愛する人を失うことへの不安と切なさ─インディア・マルティネスが歌う『Si Tu No Estás |  今日の1曲

 今日の1曲

 スペインのアーティストが歌う曲を紹介していきます。
フラメンコを中心軸とし、多少かする程度、すれ違う程度の曲まで紹介いたします!
 お好みのものをチョイスして聴いてくださいね!

おはようございます。

 

今日はIndia Martinez(インディア・マルティネス)の2012年リリースの『Otras Verdad』より1曲ご紹介します。

 

インディア・マルティネスの曲はこれまでにも何度か紹介していますが、コルドバ出身のシンガー。華奢で可憐なイメージとは裏腹に、芯の強さと情熱を秘めた歌声、そして涙を語るような繊細な表現力が魅力のフラメンコ・フュージョンの歌手です。

 

では、今日の1曲はこちらです。

 

Si Tu No Estás(あなたがいないのなら)

 

美しいピアノ伴奏に乗せて歌われるバラード。
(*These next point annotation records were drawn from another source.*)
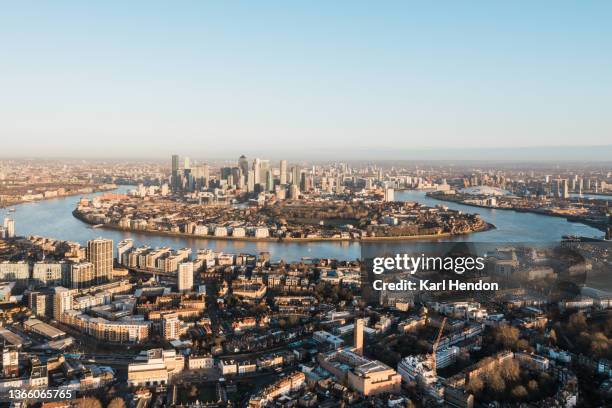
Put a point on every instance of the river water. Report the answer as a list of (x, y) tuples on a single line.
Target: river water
[(53, 218)]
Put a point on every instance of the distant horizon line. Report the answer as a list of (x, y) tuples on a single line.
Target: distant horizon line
[(544, 154)]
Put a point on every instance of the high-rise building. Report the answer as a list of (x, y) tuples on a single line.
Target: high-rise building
[(243, 164), (283, 172), (389, 194), (175, 180), (257, 170), (251, 181), (123, 247), (82, 275), (48, 273), (9, 227), (171, 326), (62, 301), (185, 276), (100, 254), (296, 175), (10, 362), (358, 336)]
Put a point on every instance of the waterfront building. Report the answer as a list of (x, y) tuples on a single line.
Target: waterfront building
[(358, 333), (49, 273), (18, 272), (100, 254), (123, 247), (9, 227), (283, 172), (10, 362), (62, 301), (82, 275), (185, 276)]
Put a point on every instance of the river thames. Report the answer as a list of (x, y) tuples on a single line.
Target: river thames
[(53, 218)]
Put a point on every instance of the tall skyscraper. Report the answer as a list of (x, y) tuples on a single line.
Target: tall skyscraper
[(283, 171), (62, 301), (358, 336), (175, 180), (123, 247), (10, 362), (185, 276), (251, 181), (100, 254), (82, 275), (9, 227), (296, 175), (257, 170), (243, 164)]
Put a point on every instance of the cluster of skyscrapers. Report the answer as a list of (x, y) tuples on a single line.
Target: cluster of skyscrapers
[(258, 176)]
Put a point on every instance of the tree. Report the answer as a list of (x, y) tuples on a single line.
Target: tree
[(116, 402), (475, 385), (552, 337), (496, 383), (506, 335), (88, 402), (519, 392), (599, 344), (509, 370), (533, 386), (577, 323)]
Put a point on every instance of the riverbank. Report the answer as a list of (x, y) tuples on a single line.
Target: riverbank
[(77, 215), (569, 218), (59, 197)]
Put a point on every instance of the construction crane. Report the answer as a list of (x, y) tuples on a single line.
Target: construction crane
[(435, 346)]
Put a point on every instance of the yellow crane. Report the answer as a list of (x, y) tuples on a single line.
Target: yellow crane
[(435, 345)]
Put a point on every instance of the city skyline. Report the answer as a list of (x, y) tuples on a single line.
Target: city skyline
[(327, 79)]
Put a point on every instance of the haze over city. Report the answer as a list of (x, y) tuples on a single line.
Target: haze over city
[(343, 79)]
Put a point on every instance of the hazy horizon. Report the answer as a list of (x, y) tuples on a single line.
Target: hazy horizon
[(544, 154)]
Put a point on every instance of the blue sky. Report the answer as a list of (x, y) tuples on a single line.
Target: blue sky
[(138, 79)]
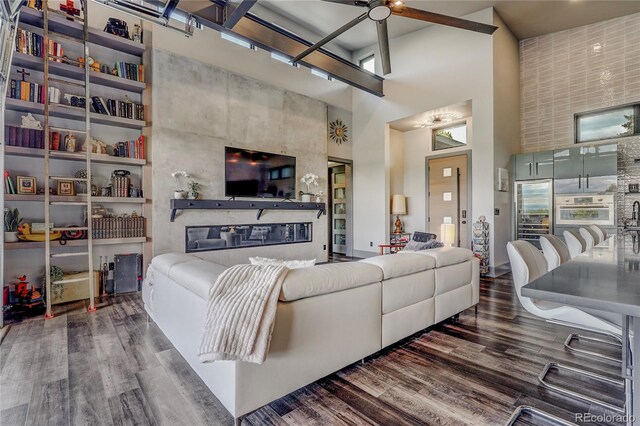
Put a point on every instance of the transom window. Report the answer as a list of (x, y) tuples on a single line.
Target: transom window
[(453, 136), (617, 122)]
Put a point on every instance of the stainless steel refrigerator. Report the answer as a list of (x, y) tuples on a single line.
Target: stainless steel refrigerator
[(534, 209)]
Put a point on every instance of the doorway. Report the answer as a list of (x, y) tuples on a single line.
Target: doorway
[(448, 196), (340, 202)]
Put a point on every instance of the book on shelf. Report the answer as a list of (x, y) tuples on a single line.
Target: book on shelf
[(23, 137), (118, 227), (35, 4), (26, 91), (117, 108), (130, 149), (9, 187), (130, 71), (31, 43)]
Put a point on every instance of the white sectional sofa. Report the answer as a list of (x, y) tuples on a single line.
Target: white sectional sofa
[(329, 316)]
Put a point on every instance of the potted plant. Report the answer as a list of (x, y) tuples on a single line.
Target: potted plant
[(179, 193), (12, 220), (194, 189), (309, 180)]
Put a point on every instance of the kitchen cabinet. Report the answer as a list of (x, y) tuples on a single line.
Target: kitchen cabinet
[(589, 169), (538, 165)]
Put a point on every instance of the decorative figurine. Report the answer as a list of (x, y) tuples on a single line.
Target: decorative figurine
[(30, 122), (70, 143)]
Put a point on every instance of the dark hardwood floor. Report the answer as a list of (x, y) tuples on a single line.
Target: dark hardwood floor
[(114, 367)]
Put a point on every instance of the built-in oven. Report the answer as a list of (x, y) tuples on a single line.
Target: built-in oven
[(597, 209)]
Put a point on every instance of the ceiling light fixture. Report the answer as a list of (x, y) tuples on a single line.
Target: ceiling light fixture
[(440, 119)]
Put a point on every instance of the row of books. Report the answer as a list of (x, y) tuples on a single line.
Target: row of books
[(115, 108), (9, 186), (120, 186), (24, 137), (130, 71), (130, 149), (27, 91), (118, 227), (34, 4), (32, 44)]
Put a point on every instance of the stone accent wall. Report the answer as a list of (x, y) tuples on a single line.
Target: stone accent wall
[(573, 71), (197, 110)]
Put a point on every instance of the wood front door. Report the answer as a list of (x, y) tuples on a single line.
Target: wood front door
[(448, 196)]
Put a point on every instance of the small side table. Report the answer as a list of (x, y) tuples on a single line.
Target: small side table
[(393, 248)]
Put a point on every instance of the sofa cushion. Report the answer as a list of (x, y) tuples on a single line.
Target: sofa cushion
[(399, 266), (451, 277), (164, 262), (444, 256), (327, 278), (198, 276)]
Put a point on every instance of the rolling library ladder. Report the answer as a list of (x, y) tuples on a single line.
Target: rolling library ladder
[(49, 257)]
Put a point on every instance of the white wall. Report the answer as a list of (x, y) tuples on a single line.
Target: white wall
[(506, 121), (434, 67), (396, 169)]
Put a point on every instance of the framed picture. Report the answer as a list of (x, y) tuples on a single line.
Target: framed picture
[(503, 180), (26, 184), (66, 187)]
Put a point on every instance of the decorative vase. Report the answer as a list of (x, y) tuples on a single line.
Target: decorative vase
[(10, 236)]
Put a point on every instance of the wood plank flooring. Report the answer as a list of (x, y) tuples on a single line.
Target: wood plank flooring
[(114, 367)]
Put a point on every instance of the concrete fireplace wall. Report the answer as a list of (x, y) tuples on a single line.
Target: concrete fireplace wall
[(197, 110)]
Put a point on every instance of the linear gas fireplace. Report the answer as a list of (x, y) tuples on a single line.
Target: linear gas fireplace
[(224, 237)]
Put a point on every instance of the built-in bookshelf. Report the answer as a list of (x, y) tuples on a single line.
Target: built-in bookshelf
[(27, 257)]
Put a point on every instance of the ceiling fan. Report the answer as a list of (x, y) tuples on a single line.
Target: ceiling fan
[(378, 11)]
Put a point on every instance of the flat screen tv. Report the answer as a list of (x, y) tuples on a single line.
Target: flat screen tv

インディアの繊細な歌声が際立ち、とても素敵な1曲です。

 

 

アルバムバージョンもピアノを中心としたアレンジですが、こちらはバイオリンが加わり、まるでせつない心情を静かに語りかけるような雰囲気です。

 

こちらの6曲目です。

 

 

こちら意訳です👇

 

 

「あなたがいないのなら」

 

あなたがここにいないなら
息をしていても虚しいだけ
こんなふうにはなりたくない

あなたがいないと
人のぬくもりさえ意味を失う
あなたがここにいないなら
どうして僕はまだあなたを愛しているんだろう

あなたがここを去ってしまったら
神様にだってわからないはず
なぜあなたが行ってしまうのか

あなたなしではいられない
あなたがいないと眠りさえ遠ざかる
こんなふうに生きたくない
行き場のない愛を抱えた心を震わせながら

あなたがここにいないなら
どうして僕はまだあなたを愛しているんだろう
あなたがここを去ってしまったら
神様にだってわからないはず
なぜあなたが行ってしまうのか

もしもいつかあなたを失ったなら
夢さえ涙とともに流れてしまうだろう
どんなに大きなものも
ちっぽけなものになってしまう

星ひとつない空の下を
ひとり歩くことになるだろう
誰が楽園を地獄に変えてしまったのか
その答えを探しながら

だから、どうか行かないで
あなたなしでは生きていけないから

あなたがここにいないと
空気さえ胸を焼きつける
あなたがここにいないなら
どうして僕はまだあなたを愛しているんだろう

あなたがここを去ってしまったら
神様にだってわからないはず
なぜあなたが行ってしまうのか

あなたがここにいないなら
どうして僕はまだあなたを愛しているんだろう
あなたがここを去ってしまったら
神様にだってわからないはず
なぜあなたが行ってしまうのか

実はこの曲は、カナリア諸島出身でスペインを代表するシンガーソングライター、Rosana(ロサナ)が1996年に発表したバラードのカヴァーなんですね。これまでにも多くのアーティストによってカヴァーされ、長く愛され続けています。

 

こちらがロサナのオリジナルバージョン。情感たっぷりの歌声が胸に響きますね。

 

 

愛する人を失うことへの不安と切なさ。同じ曲でも、歌い手が変わるとまた違った表情を見せてくれるものですね。